Panini Linked Data - Using SPARQL

NOTE: This post was originally published as part of a series of posts on the blog of Talis Systems. However, since that website is eventually going to go offline, I have decided to move the post over here. New parts of the series will be published on datalysator.com. All references and links to Kasabi are no longer working (the service has unfortunately been taken offline), and will be replaced with alternatives.

Again

Well, the English penalty curse persists, despite all those practice sessions – England is out of the EURO. That’s quite disappointing (if you’re an England supporter), but at least it looks like we have some interesting semi-finals ahead of us later this week!

Where were we?

In the previous post, we created some RDF data about EURO2012 Panini stickers from tab-separated value (TSV) files gathered from various websites. We used the Vertere conversion tool to do this. The data we get from this is already a good starting point, but we could add some more data to have a richer dataset to use for an interesting app. On the one hand, there is some implicit information in the data which we should make explicit to make it usable. On the other hand, there is other data out there on the Web of Data which we might want to link to, in order to enrich our own dataset. In this post, we’re going to address the first issue: taking the dataset as it is and deriving some additional data from it. This may sound like reasoning to some of you, but in fact we’re going to do something much simpler: we’re going to use a couple of SPARQL queries to create new data based on the old. Also in this post, we’re going to publish our dataset online, using the Kasabi data marketplace.

Reviewing what we have

Let’s have a look at the data we have at this stage. We have:

  • a resource for each sticker, with
    • a label (from the original Panini data),
    • the sticker type (also derived from the Panini source data), and
    • a code (from the stickermanager.com data), most often a country code. Since it’s not always a country code, we use the generic skos:notation property for this.
  • a resource for each sticker type
    • a label for each type
    • each type is a subclass of a generic panini:Sticker class

Here is an example of our data in Turtle notation:

<http://data.kasabi.com/dataset/panini-stickers/euro/2012/sticker/241>
    a panini:Player_sticker ;
    rdfs:label "Mesut Özil" ;
    skos:notation "GER" ;
.

panini:Player_sticker
    a owl:Class ;
    rdfs:label "Player Sticker"@en ;
    rdfs:subClassOf panini:Sticker ;
.	

What could we Add?

Of course, this data is all about the stickers themselves. However, each sticker actually depicts something in the real world: a player, a team, a stadium, etc. What I’d like to do is create resources for these things as well and link the stickers to them. So, for each player sticker, I would like to have a resource for the actual player itself. For each team sticker, I want a resource for the team itself, etc. The figure below shows what I have in mind; the next paragraphs will show how to achieve this using SPARQL.

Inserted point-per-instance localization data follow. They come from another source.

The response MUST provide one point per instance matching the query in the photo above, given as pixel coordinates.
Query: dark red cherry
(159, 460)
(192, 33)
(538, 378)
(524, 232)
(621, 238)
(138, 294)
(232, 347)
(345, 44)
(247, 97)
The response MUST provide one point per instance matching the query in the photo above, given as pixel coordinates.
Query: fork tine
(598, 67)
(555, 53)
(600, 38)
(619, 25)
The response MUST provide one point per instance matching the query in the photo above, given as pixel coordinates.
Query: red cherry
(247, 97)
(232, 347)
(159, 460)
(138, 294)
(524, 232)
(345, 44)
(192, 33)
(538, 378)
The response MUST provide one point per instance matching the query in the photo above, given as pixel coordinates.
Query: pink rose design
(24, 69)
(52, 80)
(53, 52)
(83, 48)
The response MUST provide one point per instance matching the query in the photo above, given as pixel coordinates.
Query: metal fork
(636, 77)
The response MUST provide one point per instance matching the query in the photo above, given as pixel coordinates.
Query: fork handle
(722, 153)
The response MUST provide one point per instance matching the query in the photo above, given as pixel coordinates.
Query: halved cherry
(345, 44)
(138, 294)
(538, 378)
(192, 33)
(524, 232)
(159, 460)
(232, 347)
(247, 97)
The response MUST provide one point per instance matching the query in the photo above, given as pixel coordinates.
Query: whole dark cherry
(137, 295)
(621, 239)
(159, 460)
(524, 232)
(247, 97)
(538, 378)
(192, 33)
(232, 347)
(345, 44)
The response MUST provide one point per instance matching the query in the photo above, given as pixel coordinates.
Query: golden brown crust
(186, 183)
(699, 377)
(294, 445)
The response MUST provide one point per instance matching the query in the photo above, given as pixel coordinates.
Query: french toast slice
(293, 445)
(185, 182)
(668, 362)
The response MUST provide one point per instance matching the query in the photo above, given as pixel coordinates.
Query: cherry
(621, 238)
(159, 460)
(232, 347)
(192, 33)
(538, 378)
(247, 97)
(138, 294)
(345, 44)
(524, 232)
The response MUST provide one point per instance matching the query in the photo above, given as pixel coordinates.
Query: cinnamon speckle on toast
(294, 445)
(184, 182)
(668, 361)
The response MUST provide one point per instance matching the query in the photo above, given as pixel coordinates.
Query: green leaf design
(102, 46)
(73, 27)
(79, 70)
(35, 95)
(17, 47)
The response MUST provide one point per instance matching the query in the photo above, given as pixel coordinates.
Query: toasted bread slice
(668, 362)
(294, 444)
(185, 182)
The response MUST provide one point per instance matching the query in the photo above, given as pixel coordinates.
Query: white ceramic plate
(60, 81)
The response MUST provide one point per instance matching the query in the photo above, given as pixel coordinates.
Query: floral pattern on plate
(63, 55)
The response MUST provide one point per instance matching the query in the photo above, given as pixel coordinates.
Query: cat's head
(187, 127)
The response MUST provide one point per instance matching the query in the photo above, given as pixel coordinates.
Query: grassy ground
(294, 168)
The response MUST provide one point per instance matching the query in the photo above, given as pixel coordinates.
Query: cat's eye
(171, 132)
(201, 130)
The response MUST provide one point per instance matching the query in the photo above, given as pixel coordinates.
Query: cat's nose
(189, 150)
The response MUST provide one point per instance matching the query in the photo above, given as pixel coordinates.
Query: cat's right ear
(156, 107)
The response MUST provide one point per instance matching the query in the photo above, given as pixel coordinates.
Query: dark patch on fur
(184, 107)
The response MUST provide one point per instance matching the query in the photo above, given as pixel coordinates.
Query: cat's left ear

Panini Sticker Linked Data

Creating New Data with SPARQL

SPARQL is mostly known as a query language for RDF. However, by using the CONSTRUCT keyword, we can also create new RDF based on our existing RDF graph. So how would we create the additional triples shown above? First, I need to decide which vocabulary to use for the real-world objects I want to model.

Players

For the players, I’ll use the FOAF vocabulary, since that is widely used as a starting point for modelling people. FOAF also provides me with the foaf:depicts property, which says that something (e.g., a Panini sticker) depicts something else (e.g., a football player). With that out of the way, here is the query we need:

PREFIX foaf: <http://xmlns.com/foaf/0.1/>
PREFIX panini: <http://data.kasabi.com/dataset/panini-stickers/schema/>
PREFIX rdfs: <http://www.w3.org/2000/01/rdf-schema#>

CONSTRUCT {
    ?player a foaf:Person ;
        foaf:name ?sticker_label .

    ?sticker panini:depicts ?player .    
} WHERE {
    ?sticker a panini:Player_sticker ;
        rdfs:label ?sticker_label .

    BIND (
        IRI(
            CONCAT(
                "http://data.kasabi.com/dataset/panini-stickers/player/", 
                ENCODE_FOR_URI(?sticker_label)
        )
    ) AS ?player) .
}

Let’s have a look at what’s going on here. The WHERE clause is where we grab the bits of our data that we need to construct the new triples. We’re looking for things that are panini:Player_stickers (we don’t want to do anything with the teams, stadiums or other kinds of stickers in this query) and their labels. Then I’m using a nice new addition to SPARQL 1.1: the BIND AS feature. This is a really useful addition to SPARQL, as it greatly increases your possibilities in creating new RDF with SPARQL In fact, I don’t think there is a way to do the same thing in SPARQL 1.0.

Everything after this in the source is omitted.